Consumer behavior is a fascinating and lucrative business. Companies spend billions of dollars each year trying to predict, understand and mold consumer desire to gain leverage over the people buying — and not buying — their products. Those billions of dollars translate into the average person being on the receiving end of anywhere from 3,000 to 20,000 ads a day, and all that messaging and money are geared toward one goal: Getting into consumers’ wallets.
It’s a wildly effective undertaking — so much so, that the consumer’s full-fledged and knowledgeable participation isn’t even required. Marketers and advertisers are continuing to learn what drives consumer motivation by educational undertakings and research studies, among other initiatives. Here are five distinct ways marketing moves the mountains of consumer desire — often without the consumer even realizing it.
Affective conditioning occurs when a product is placed next to items and situations that the consumer is already likely to feel positive about. When a dish soap is shown in a television commercial along with fields of wildflowers, children laughing and plates of fried chicken, the feelings we already have regarding flowers, childhood and comfort food get transferred to the dish soap. Through affective conditioning, advertisers can create feelings around all sorts of products people would normally feel more neutral about. Studies show affective conditioning is so effective, that even in situations where consumers have been blatantly told that one product is superior to another, if the inferior product is paired with images that are positive, consumers will choose the inferior product 70 to 80 percent of the time.
Consumers’ emotions can get the best of them, and in fact, making an emotional connection is the primary goal of any well-executed advertising campaign. Ads, whether they’re on the radio, online, a billboard or smartphone app screen, are all trying to keep the consumer from thinking to get them to feel a desired response about a product. Most of the time, consumers become emotional without even realizing it. When they do recognize the emotional response they’re having, they’re likely to appreciate the ad even more. Here are some common ways ads provoke emotional responses from their audiences:
Stoking the fires of nostalgia
Letting emotion create a need that was previously nonexistent
Using sympathetic characters and stories
Stirring desire and envy
The Law of Pre Logic
In humans, feeling happens faster than thinking — not by much, but when you take in a commercial, the visual imagery and sounds register in your brain and elicit a pre-thinking, bodily and emotional response before your mind has even registered what the commercial is about.
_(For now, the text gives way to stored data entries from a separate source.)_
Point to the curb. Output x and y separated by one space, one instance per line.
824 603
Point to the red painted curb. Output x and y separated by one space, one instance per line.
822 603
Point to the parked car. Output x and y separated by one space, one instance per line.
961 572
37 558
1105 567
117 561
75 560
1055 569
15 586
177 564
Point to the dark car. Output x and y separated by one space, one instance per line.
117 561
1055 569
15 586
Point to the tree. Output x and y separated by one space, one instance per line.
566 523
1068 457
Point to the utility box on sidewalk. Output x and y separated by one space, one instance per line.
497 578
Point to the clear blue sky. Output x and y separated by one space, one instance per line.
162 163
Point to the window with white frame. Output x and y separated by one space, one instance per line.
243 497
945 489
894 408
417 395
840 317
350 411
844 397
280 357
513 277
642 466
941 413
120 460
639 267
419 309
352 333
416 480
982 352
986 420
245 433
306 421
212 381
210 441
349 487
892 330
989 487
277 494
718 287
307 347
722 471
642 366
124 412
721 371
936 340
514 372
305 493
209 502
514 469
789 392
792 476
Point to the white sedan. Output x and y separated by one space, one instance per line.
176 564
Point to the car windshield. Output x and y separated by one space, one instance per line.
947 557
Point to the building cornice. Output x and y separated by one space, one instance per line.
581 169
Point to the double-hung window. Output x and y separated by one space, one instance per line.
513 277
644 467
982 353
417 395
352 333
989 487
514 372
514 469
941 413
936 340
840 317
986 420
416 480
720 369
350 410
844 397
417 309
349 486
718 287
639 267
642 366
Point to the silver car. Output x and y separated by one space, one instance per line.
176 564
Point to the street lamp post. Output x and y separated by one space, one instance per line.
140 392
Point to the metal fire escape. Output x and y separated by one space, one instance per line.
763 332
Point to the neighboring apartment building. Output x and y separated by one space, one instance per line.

Humans can be firmly in the grips of sorrow or joy before the logical areas of their brains even know it, and it is in this tiny span of microseconds where advertising tries to do the bulk of its work. Before thinking occurs, feeling can happen; when an effective ad campaign generates the right emotional association in its audience before that audience even realizes its role as viewer, selling becomes a piece of cake.
Many products are marketed in such a way as to deliver an indirect message to consumers. NutriPro dog food is currently running an ad campaign with the tagline, “Life Is Hard When You’re a Fat Dog.” It features images of a chubby pooch watching more slender dogs embrace one another. While at first glance it seems the campaign is simply trying to sell a dog food that will help your dog maintain a healthier weight, the campaign is also preying on viewers’ opinions about their weight and sex appeal. Why only aim at a dog owner’s concern for his pet’s health when you can also prick his insecurity regarding his desirability at the same time? Indirect messaging sells its products — and ideas — to consumers on multiple levels.
The Role of Over Confidence
People — even people who aren’t marketers — love to talk, think and write about advertising. It really is the reason most people watch the Super Bowl, and it may have more than a little to do with America’s love affair with “Mad Men.” Many people even pride themselves on knowing they are being sold to when they watch television, listen to the radio or read online. The irony is many consumers feel that their knowledge about advertising and how it works makes them immune to it, but advertising’s mere presence is effective in influencing consumer behavior, regardless of how much thinking the consumer is doing.
Consumer behavior is a fascinating subset of human behavior. Malleable, emotional and somewhat predictable, it’s no wonder companies and their ad men spend lifetimes and fortunes trying to gain the upper hand over the competition. If consumer dollars are as up for grabs as they seem to be, by merely engaging in the act of marketing, a business will get some of them.